Emotion-Aware Speech Self-Supervised Representation Learning with Intensity Knowledge
Rui Liu, Zening Ma
TL;DR
This work introduces EMS, an emotional masking strategy that injects frame-level emotion intensity into self-supervised speech representation learning. By applying intensity-guided masking to two SSL backbones, Mockingjay and NPC, and coupling an intensity extractor (Strengthnet) with a linear alignment step, the method yields emotion-aware representations that improve SER on IEMOCAP and show generalization to phoneme recognition and intent classification. The results demonstrate that higher-emotion frames drive masking and representation learning, achieving significant SER gains (e.g., up to ~7.1 percentage points) and better downstream performance. The approach offers a practical path toward more emotionally informed speech models with broader applicability across SLP tasks.
Abstract
Speech Self-Supervised Learning (SSL) has demonstrated considerable efficacy in various downstream tasks.

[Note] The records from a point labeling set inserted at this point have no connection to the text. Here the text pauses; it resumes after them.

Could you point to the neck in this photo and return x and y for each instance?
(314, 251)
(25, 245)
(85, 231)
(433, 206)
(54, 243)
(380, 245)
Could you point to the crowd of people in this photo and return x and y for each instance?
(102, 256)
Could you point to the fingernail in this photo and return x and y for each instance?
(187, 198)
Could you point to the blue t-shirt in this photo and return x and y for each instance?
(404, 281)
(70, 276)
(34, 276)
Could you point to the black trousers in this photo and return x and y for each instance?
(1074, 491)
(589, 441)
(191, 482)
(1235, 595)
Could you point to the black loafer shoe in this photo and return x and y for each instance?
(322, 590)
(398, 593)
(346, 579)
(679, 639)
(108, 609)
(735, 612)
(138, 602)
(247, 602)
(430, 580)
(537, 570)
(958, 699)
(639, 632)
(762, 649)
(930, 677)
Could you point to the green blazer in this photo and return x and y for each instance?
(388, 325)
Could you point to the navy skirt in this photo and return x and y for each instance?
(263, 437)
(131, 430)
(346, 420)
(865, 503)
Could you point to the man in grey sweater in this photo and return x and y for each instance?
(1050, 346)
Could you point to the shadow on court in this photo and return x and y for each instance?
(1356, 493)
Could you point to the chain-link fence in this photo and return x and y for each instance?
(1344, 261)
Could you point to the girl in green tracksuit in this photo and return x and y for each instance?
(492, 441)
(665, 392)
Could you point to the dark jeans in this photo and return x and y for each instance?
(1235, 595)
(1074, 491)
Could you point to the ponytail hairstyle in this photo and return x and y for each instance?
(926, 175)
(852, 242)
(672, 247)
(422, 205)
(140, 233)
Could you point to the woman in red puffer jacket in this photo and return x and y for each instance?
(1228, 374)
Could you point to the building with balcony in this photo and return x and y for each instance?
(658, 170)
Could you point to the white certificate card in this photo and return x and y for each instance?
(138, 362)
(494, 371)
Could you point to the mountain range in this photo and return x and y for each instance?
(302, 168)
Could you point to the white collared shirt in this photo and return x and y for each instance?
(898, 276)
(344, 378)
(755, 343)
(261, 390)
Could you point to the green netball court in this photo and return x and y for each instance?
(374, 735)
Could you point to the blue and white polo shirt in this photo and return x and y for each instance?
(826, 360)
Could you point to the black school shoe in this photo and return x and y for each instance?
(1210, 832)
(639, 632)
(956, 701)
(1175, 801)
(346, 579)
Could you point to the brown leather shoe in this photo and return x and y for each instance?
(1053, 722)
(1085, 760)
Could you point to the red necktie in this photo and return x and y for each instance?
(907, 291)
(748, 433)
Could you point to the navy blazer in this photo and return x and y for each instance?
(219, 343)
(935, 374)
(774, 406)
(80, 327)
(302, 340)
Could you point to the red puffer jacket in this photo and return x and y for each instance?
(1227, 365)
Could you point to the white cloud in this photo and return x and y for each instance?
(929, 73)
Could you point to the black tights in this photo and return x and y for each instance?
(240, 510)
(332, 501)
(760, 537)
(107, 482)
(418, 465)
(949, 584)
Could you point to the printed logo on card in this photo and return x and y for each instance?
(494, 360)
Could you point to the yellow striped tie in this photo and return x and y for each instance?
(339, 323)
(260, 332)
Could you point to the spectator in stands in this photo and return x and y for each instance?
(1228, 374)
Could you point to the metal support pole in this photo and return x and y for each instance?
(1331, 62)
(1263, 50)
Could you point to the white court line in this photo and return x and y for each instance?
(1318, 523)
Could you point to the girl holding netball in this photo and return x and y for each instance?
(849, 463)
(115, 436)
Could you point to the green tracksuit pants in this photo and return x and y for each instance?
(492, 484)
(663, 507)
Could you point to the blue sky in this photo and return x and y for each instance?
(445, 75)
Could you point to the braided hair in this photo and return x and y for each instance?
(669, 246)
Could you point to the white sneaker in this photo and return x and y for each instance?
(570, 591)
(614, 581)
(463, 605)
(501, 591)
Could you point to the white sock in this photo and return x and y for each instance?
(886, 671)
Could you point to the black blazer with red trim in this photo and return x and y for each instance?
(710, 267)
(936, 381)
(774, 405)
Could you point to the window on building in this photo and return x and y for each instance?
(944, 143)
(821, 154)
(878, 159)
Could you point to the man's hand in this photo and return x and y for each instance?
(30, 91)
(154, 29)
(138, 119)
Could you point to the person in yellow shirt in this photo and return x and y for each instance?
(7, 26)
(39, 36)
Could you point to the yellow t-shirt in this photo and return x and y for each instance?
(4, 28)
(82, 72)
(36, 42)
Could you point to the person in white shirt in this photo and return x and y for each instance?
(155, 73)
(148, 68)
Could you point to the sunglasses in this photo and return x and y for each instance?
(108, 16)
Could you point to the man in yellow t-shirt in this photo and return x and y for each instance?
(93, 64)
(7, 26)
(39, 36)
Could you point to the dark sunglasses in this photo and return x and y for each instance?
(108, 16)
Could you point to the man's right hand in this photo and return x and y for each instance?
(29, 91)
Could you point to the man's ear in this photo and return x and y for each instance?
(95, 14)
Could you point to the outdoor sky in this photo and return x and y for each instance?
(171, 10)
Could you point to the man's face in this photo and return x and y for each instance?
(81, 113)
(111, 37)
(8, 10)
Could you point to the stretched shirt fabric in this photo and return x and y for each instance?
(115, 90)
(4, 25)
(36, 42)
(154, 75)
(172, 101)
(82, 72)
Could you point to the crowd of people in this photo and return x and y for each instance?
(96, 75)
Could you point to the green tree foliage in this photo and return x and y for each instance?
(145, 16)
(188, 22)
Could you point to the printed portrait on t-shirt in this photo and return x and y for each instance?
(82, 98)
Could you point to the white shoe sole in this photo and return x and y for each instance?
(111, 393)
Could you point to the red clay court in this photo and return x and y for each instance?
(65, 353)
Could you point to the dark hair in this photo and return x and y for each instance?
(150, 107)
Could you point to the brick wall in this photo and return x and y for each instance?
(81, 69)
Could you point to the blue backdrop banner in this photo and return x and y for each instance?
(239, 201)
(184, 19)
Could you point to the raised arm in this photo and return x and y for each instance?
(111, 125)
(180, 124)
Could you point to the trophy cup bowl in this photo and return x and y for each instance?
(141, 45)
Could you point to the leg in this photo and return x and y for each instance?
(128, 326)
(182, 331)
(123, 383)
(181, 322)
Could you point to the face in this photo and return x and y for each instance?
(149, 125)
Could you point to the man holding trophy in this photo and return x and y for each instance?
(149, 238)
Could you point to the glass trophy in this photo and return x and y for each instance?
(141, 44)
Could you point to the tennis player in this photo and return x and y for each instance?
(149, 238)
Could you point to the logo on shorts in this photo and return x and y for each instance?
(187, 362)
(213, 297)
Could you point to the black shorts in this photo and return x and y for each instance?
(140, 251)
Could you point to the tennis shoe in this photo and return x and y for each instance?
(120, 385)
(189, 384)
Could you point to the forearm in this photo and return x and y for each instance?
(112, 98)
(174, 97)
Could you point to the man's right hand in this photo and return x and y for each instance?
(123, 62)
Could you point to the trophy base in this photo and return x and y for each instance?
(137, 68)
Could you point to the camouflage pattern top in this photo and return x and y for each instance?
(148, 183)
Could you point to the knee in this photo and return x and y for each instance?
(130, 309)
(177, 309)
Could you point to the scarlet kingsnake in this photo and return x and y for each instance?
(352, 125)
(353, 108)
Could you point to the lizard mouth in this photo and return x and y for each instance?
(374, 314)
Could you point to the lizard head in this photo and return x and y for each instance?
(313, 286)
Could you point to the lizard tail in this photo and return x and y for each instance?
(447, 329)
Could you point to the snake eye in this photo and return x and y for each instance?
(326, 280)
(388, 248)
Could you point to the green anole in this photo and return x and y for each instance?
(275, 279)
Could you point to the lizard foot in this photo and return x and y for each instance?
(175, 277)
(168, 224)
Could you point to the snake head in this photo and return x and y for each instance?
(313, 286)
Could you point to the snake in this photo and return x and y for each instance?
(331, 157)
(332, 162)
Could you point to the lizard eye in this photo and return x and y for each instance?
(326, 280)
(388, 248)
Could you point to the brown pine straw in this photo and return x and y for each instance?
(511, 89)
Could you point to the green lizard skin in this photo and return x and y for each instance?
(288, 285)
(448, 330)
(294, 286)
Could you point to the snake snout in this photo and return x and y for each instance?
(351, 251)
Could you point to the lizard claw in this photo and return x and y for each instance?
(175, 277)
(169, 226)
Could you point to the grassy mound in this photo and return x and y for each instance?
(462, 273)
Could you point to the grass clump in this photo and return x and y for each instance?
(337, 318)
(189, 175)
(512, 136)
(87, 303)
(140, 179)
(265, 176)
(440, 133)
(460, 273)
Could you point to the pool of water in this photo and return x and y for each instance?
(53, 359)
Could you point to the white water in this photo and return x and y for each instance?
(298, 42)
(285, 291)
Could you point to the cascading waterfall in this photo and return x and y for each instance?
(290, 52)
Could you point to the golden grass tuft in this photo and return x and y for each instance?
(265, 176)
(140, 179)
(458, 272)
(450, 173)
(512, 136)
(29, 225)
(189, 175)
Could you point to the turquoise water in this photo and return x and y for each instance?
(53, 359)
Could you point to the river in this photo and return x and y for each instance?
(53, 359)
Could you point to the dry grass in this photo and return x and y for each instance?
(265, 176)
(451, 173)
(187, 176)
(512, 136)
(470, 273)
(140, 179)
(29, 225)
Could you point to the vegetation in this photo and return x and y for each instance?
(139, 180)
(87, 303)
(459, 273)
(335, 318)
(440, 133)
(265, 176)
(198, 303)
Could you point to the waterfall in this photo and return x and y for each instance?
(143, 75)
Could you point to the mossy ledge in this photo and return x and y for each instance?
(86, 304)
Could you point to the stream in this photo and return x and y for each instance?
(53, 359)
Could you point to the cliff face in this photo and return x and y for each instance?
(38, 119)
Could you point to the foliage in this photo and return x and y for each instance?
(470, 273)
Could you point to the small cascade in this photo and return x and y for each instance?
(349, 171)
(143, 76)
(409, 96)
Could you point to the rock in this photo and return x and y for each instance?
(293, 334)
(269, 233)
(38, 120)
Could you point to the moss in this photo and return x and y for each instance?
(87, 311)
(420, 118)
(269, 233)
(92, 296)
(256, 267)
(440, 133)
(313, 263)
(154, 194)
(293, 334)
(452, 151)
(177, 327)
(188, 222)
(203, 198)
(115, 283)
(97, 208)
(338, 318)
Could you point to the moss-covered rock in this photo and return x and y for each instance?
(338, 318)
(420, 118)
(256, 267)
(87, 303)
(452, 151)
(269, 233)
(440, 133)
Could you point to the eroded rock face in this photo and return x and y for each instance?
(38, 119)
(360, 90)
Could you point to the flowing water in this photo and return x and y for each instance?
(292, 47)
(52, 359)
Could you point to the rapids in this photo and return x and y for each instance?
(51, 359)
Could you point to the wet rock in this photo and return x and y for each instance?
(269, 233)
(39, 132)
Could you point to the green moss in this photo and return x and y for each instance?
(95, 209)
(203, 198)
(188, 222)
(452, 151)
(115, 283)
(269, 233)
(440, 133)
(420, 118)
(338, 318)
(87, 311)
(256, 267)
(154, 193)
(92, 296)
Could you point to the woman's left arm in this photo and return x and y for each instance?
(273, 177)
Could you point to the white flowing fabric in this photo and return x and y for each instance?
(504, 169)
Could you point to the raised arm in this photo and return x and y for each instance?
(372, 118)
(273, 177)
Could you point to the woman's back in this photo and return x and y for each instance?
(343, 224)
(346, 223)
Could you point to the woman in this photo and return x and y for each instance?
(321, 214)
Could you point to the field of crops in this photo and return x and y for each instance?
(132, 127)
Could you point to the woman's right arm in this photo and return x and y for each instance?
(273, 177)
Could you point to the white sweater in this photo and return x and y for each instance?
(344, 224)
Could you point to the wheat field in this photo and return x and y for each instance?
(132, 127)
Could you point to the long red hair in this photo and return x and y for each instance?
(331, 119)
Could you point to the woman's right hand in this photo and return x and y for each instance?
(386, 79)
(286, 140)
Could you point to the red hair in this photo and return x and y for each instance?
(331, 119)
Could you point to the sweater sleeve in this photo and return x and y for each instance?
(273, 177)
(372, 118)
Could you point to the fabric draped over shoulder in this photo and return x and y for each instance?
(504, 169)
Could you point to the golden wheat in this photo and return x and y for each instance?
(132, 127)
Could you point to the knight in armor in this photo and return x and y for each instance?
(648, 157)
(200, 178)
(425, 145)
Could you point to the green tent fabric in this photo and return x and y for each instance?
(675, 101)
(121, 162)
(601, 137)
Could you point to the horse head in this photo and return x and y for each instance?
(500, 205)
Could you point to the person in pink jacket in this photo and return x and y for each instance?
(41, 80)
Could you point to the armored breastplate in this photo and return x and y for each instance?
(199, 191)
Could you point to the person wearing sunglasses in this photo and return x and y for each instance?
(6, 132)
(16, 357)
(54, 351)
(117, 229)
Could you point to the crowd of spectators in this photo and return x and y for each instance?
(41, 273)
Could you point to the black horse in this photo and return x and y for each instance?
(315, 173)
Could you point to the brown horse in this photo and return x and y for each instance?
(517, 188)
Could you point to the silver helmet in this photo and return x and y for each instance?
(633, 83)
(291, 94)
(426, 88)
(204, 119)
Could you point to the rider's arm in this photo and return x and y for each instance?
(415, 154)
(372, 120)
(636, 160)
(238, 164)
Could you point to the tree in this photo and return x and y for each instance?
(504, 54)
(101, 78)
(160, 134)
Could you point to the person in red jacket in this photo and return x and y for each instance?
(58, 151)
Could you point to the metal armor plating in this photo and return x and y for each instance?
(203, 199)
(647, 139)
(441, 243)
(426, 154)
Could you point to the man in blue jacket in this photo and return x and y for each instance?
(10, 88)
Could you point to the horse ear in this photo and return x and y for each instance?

Nevertheless, prevailing self-supervised models often overlook the incorporation of emotion-related prior information, thereby neglecting the potential enhancement of emotion task comprehension through emotion prior knowledge in speech. In this paper, we propose an emotion-aware speech representation learning with intensity knowledge. Specifically, we extract frame-level emotion intensities using an established speech-emotion understanding model. Subsequently, we propose a novel emotional masking strategy (EMS) to incorporate emotion intensities into the masking process. We selected two representative models based on Transformer and CNN, namely MockingJay and Non-autoregressive Predictive Coding (NPC), and conducted experiments on IEMOCAP dataset. Experiments have demonstrated that the representations derived from our proposed method outperform the original model in SER task.